Solomon always knew she wanted the film to end in an unlikely place. “It was funny, when we were thinking together about what Chris Cole found exciting, it was the mundane,” she says. Because he’s so famous and can’t often venture out into public, “there was something about a grocery store that made it oddly desirable for the two of them to find normalcy at the same time and in the same place.”

Viewers quickly realize that this is no ordinary supermarket: Zara sits behind the cash register and operates the light and rain machine, and she fills the store with a crowd of paid extras who don’t immediately surround Chris when he walks in. “It’s basically a movie set,” says Solomon. “It’s just a wink (to the audience) that nothing about it is ordinary.” At the same time, “we tried to make it as real-world as possible. It’s just two people who fall in love at the end of the day.”
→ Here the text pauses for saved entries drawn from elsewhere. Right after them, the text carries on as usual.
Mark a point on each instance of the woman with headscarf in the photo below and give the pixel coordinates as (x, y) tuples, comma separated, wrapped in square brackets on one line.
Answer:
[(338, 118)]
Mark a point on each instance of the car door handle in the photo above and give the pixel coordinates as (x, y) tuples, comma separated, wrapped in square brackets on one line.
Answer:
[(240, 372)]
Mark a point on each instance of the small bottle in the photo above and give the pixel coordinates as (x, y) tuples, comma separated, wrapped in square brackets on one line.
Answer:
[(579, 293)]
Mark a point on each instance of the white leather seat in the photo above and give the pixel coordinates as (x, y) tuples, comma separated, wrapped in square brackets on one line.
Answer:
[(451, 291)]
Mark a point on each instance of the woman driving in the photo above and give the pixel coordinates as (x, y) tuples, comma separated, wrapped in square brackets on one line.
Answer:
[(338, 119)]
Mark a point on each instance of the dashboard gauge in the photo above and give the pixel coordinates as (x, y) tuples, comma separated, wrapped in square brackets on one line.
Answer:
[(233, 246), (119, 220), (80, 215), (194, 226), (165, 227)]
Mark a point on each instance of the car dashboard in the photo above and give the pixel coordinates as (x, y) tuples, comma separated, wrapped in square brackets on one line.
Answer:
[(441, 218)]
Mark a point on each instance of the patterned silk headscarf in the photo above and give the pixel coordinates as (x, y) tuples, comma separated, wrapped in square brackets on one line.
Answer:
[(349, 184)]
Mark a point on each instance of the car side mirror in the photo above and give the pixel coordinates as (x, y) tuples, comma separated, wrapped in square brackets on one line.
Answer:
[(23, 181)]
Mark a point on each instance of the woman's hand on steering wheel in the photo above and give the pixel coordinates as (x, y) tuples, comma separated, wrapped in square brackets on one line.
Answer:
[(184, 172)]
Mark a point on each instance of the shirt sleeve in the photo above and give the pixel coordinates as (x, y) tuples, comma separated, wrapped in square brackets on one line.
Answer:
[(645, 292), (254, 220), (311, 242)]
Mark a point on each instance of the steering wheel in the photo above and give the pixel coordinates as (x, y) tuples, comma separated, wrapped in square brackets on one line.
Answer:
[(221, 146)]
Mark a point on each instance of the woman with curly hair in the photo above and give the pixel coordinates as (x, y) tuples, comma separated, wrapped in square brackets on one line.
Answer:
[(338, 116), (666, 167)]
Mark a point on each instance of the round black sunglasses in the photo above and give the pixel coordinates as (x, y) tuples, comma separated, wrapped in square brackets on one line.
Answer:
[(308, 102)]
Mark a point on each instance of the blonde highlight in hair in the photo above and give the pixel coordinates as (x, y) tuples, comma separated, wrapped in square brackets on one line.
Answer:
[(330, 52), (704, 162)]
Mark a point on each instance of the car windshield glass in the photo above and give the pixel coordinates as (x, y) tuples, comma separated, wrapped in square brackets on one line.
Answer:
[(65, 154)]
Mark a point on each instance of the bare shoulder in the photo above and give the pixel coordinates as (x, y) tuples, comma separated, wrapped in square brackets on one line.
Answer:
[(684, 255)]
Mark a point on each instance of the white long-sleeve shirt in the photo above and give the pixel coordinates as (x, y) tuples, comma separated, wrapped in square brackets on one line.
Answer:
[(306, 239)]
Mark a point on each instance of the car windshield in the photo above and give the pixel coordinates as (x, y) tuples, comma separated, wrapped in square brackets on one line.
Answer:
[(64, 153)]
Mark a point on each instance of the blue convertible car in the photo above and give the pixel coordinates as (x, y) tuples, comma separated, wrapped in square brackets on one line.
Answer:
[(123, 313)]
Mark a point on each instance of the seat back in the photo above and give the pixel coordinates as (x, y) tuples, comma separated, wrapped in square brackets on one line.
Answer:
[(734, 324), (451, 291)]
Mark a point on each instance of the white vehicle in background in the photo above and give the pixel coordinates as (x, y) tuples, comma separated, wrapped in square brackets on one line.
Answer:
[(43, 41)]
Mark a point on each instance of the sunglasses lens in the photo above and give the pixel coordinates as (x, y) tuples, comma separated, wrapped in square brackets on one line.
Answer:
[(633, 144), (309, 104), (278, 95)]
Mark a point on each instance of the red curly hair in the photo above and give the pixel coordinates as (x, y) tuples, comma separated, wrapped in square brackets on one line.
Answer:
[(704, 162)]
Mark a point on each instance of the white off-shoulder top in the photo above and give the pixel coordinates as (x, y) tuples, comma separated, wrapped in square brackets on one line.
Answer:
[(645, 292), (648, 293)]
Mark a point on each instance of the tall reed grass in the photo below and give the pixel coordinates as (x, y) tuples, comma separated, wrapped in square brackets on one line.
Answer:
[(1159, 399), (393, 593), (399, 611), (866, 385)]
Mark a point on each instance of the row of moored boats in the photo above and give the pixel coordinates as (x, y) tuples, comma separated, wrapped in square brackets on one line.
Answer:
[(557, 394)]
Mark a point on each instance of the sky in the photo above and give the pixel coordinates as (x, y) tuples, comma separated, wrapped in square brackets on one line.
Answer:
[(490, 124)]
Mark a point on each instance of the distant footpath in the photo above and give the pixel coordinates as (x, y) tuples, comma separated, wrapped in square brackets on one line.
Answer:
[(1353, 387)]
Nicole Kidman and Zac Efron took shopping breaks between recordings

“A Family Affair” reunites Kidman, 57, and Efron, 36, after their passionate 2012 thriller “The Paperboy.” On the first day of shooting that film, “they just fell into each other’s arms and became friends,” Lagravenese recalls. “There was this familiarity and ease and mutual respect that just flowed into (their characters).”

They especially enjoyed filming in the grocery store. The ending was shot at Trancas Country Market in Malibu, California, where the cast and crew were given one bill to buy whatever they wanted.

“It’s like having your own grocery-sized pantry,” Solomon says, laughing. “I remember at the end of the day Nicole said, ‘I could really use a kale chip.’ I said, ‘Aisle 3!’ We all just walked around between takes and bought things. It was a really silly thing – talk about wish fulfillment.”